Тогда наступает халявный праздник, но не для всех, — музыкантам выдают спирт. Да, именно спирт. Нужно заметить, это мероприятие — любой музыкант подтвердит — сильно облегчает тяготы суровой музыкантской военной службы. Тем более если ночью. Да одно только ожидание этого процесса резко поднимает настроение, тонус и всё из этого вытекающее, не говоря уж про сам процесс. Спирт — это такая волшебная жидкость, кто не знает, которая прямо на глазах, оказывается, самым удивительным образом повышает потенциальные возможности музыкантов. Причем, этот феномен, говорят, кем-то, давно уже обоснованный и доказанный научно-медицинский факт. Пусть на время, пусть на чуть-чуть, но всё же, ох, как облегчает… В морозные дни — и ночи, естественно! — выдают музыкантам настоящий чистейший спирт. Заметьте, не какую-нибудь там обычную «бодягу» — к ней музыканты давно привыкли, и она, по причине своей слабости на морозе не берет, скорее усугубляет, а настоящую спиртягу выдают. Спиртягу!

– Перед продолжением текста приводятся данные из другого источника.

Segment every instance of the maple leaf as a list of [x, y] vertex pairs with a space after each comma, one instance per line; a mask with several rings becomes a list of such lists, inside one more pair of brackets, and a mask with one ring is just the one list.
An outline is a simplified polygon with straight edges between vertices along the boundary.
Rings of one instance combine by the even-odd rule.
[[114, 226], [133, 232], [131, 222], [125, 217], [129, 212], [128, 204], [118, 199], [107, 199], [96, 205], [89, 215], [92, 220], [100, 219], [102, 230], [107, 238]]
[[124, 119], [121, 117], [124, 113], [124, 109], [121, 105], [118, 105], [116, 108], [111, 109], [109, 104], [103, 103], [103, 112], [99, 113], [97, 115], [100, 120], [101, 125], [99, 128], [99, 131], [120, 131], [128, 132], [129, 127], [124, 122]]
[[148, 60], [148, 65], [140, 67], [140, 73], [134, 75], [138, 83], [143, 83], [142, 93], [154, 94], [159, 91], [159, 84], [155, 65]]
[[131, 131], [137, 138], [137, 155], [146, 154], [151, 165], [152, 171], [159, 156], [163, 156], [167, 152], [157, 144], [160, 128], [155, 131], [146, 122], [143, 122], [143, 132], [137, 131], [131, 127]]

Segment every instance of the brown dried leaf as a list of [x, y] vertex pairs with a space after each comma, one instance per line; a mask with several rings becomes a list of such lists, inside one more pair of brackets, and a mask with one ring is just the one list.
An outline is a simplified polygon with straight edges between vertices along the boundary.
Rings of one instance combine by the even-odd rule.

Спи-ир-рт… слышите в звуках музыку — спи-ирт!! Кто недопонял, коротко объясняю транскрипцию этого слова — это праздник тела и души, если образно. Понятно теперь, почему наступает праздник? А чтобы другие не приставали — и мне, и мне, армия-то, вон ведь какая большая — этой жидкой необходимости придумали тонкое и точное обоснование — чтоб клапана не замерзали. Понятно? Сильно, да? Ещё как! Скажи вот, товарищ военнослужащий, да-да, ты, ты… у тебя есть какие-нибудь клапана?.. Нету. А у твоего товарища?.. Тоже, нету? То-то, чувак, клапана в армии — мудро, да! — не для всех придуманы. Они только у музыкантов и только для музыкантов! Правда, тоже не у всех. Может и промашка это, может и элемент явной несправедливости проскочил. Эй, маршалы там, генералы-адмиралы, которые наверху! — сильно музыканты на вас обижаются. Обижаются и завидуют. Непорядок это, понимаешь… Вы там пропустили, а здесь — проблема… Почему не всем?.. Но об этом чуть позже.

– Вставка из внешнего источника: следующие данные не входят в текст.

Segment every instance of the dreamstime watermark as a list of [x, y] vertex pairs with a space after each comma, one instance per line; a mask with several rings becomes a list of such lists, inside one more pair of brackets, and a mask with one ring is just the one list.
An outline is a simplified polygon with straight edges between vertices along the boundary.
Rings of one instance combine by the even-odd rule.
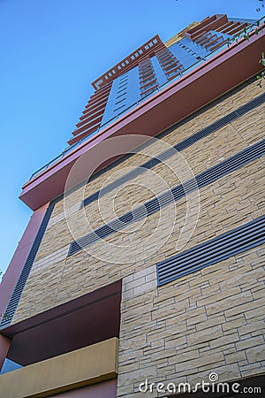
[[[95, 172], [125, 154], [135, 155], [143, 166], [121, 163], [109, 169], [95, 180], [95, 199], [74, 212], [77, 203], [83, 203], [95, 193], [94, 183], [90, 184]], [[156, 162], [155, 167], [145, 166], [150, 160]], [[85, 182], [75, 189], [80, 176]], [[174, 186], [181, 188], [175, 192]], [[180, 210], [176, 201], [179, 192], [184, 194]], [[102, 141], [77, 159], [65, 184], [64, 209], [69, 231], [81, 249], [110, 264], [128, 264], [156, 253], [172, 233], [176, 251], [182, 249], [197, 225], [200, 193], [188, 162], [174, 147], [163, 140], [131, 134]], [[98, 233], [99, 227], [103, 233]]]
[[148, 379], [139, 385], [140, 393], [182, 394], [182, 393], [222, 393], [222, 394], [261, 394], [261, 387], [241, 387], [240, 383], [218, 382], [218, 374], [212, 371], [208, 381], [202, 380], [192, 386], [190, 383], [149, 383]]

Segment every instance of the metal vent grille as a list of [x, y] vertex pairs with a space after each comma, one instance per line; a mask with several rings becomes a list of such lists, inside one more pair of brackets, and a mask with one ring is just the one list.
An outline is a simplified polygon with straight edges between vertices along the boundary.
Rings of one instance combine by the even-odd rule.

Старшина оркестра предусмотрительно загодя получает его, спирт этот, в санчасти, в трехлитровой банке. О-о! Когда он несет его, ответственно за это расписавшись, все встречные и поперечные мужики, армейские, конечно, а в полку других и нету, сходу, неожиданно и высокопрофессионально, только по одному цвету жидкости в банке с восторгом угадывают — спирт! Чистый! Чистый-чистый! Иногда забываются, неожиданно для себя меняют курс, даже пытаются сопровождают старшину, вслух вспоминая лучшие его человеческие качества и доброту… Подлизываются так. «А, хрен там! Самим мало!» — написано на лице ответственного гонца, старшины, то есть. Вот что такое спирт!

Так вот, той — малюсенькой флейте, с полтора карандаша которая, спирт вообще не дадут, даже губы помазать. В крайнем случае, если только нюхнуть — ну это пожалуйста, это не жалко — закусывай рукавом. А вот тубе-бас, например, можно! Ей по уставу положено. Если, повторяю, старшина оркестра у вас хороший. Причем, главное — мы помним — не губы помочить, а в клапана залить. А там, клапанов, в тубе той, ёшь её в корень, целых аж три, и каждый в полстакана… Ну, может я преувеличил чуток, наверное меньше. Конечно, меньше. Но всё равно, если хороший старшина, то хватает и клапанам, и тому, кто этими клапанами ворочает. И тогда, глядя на промёрзшего флейтиста, который только нюхнул, в смысле пикколо, — басист, который туба, и все остальные железные дудки, чувствуют себя нормально, если не сказать превосходно. Даже слегка так философски и чуть высокомерно, ни холода уже себе не замечают, ни веса своего большого инструмента. «Ха! И совсем не тяжелый. Ну-ка, на, срочник, подержи-ка. Ты что, замерз, что ли?»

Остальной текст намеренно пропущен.